Tlt-converter -i flag purpose

Hi,

I was wondering about the -i flag of tlt-converter. The help states:

-i input dimension ordering -- nchw, nhwc, nc (default nchw)

However setting nchw vs nhwc does not seem to make any difference. If the converted model (e.g TrafficCamNet) was trained on nchw, it will still expect that ordering as input, even if nhwc was set as the input flag.

I wondered if the flag is meant to be a way to automatically transpose the input image. Basically as a convenience function. Right now one has to transpose the image beforehand by hand.

As an extension to the question: Is there a way to retrofit layers to engines?
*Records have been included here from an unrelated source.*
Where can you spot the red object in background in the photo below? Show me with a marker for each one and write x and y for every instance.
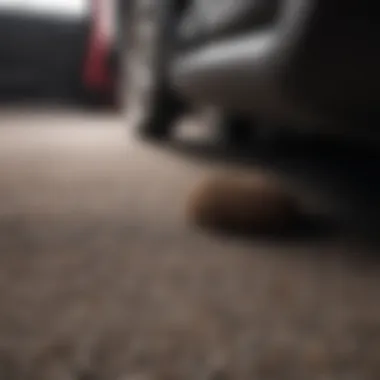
(97, 75)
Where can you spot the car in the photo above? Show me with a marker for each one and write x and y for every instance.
(303, 64)
(56, 50)
(153, 104)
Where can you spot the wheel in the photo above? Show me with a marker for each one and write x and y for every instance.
(152, 106)
(236, 130)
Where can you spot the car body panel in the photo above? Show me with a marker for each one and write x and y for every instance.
(315, 65)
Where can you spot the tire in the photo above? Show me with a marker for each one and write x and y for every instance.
(154, 106)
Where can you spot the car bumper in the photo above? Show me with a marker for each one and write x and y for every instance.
(307, 68)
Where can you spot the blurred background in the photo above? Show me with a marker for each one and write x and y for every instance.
(104, 132)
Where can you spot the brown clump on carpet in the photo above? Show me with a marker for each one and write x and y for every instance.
(245, 203)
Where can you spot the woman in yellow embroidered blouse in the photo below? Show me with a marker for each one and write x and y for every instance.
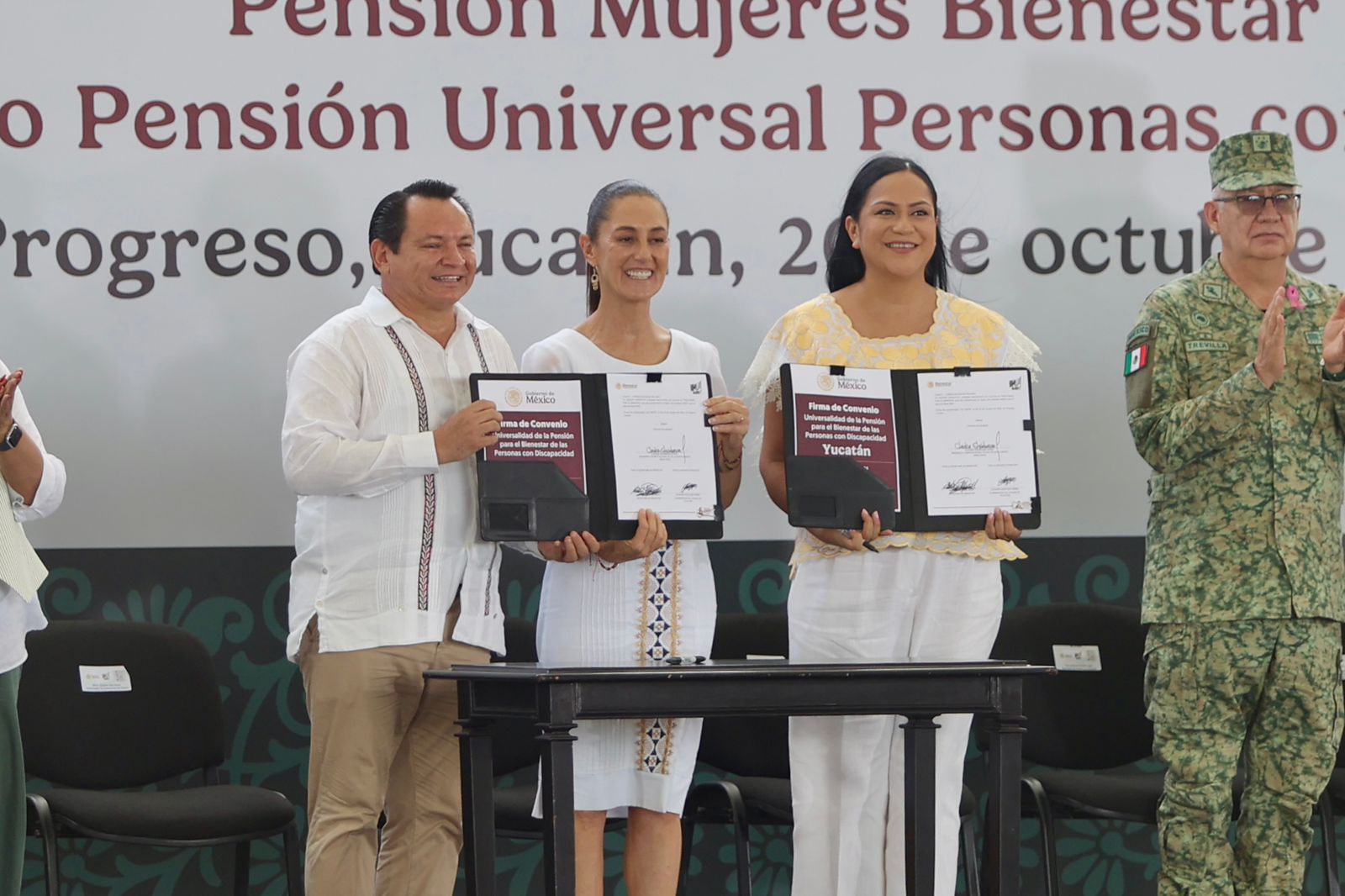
(931, 596)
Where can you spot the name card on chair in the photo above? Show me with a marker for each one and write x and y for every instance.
(1078, 656)
(104, 678)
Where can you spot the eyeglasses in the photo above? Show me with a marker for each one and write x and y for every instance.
(1286, 203)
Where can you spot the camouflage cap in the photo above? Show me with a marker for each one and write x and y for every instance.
(1253, 159)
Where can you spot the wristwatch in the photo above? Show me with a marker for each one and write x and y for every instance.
(13, 439)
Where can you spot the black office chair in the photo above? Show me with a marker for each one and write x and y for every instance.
(1084, 727)
(1089, 728)
(757, 751)
(167, 721)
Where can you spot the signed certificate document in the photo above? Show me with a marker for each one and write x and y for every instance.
(978, 450)
(662, 448)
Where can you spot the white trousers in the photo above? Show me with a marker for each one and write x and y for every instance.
(847, 771)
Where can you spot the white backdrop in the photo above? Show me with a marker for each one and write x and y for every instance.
(167, 405)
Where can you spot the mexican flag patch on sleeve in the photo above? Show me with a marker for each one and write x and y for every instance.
(1137, 360)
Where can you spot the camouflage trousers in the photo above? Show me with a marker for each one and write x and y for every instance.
(1273, 688)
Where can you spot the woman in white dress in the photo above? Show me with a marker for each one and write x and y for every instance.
(872, 593)
(631, 603)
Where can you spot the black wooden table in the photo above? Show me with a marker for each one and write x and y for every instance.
(556, 697)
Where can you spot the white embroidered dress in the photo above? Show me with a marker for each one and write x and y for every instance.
(923, 596)
(629, 616)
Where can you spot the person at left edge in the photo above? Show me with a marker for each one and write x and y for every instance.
(34, 485)
(390, 577)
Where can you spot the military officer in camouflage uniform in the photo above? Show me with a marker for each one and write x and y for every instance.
(1235, 389)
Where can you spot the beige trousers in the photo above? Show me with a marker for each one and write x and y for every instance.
(383, 741)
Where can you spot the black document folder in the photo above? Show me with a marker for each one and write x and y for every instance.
(831, 492)
(530, 498)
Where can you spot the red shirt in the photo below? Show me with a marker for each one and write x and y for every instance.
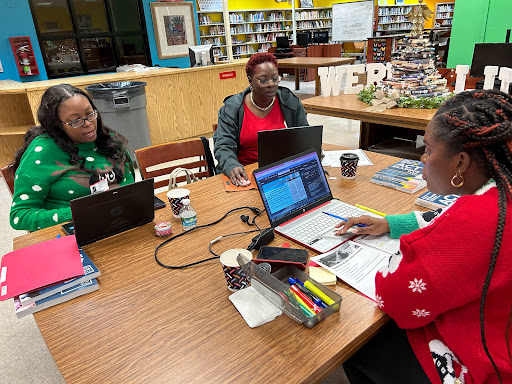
(251, 125)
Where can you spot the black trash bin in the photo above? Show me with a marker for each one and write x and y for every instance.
(122, 105)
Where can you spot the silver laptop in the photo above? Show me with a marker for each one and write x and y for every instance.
(277, 144)
(296, 194)
(111, 212)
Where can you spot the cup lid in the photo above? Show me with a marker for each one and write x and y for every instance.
(349, 157)
(178, 193)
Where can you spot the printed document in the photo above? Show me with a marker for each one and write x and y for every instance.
(356, 262)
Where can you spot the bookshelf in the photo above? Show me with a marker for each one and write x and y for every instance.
(394, 18)
(256, 30)
(444, 15)
(213, 31)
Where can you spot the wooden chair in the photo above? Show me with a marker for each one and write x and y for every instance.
(8, 176)
(193, 154)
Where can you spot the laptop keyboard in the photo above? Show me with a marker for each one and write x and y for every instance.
(309, 231)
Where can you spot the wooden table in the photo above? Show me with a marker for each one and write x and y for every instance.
(312, 62)
(376, 126)
(147, 324)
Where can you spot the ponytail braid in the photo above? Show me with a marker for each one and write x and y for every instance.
(480, 123)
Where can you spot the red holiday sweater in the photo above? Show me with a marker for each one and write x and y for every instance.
(432, 288)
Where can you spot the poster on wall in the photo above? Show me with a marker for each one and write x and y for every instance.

I.e. adding a shuffle layer in front of the network to transpose actual nhwc input to the correct nchw order.

Best
Tobias

No, the tlt-converter will not do that.

Please refer to How to run tlt-converter
For example, when you train a trafficCamnet model by setting below in the training spec,

output_image_width: 960
output_image_height: 544
output_image_channel: 3

then please set -d 3,544,960 -i nchw in the command line of tlt-converter.

Right, that’s also what I observed. I was just wondering if the setting after -i is essentially a no-op. Let’s consider one command from the post you linked.

In the original version, the ordering is nchw:

$ ./tlt-converter resnet18_trafficcamnet_pruned.etlt -k tlt_encode -c trafficnet_int8.txt -o output_cov/Sigmoid,output_bbox/BiasAdd -d 3,544,960 -i nchw -e trafficnet_int8.engine -m $MAX_BATCH_SIZE -t $INFERENCE_PRECISION -b $BATCH_SIZE

If I modify the command to use nhwc, the produced engine file expects the same input ordering as before:

$ ./tlt-converter resnet18_trafficcamnet_pruned.etlt -k tlt_encode -c trafficnet_int8.txt -o output_cov/Sigmoid,output_bbox/BiasAdd -d 3,544,960 -i nhwc -e trafficnet_int8.engine -m $MAX_BATCH_SIZE -t $INFERENCE_PRECISION -b $BATCH_SIZE

So since both engines can be consumed in the same way, my conclusion was that -i has no effect. As far as I can tell there is no long form online documentation for tlt-converter, so I asked here.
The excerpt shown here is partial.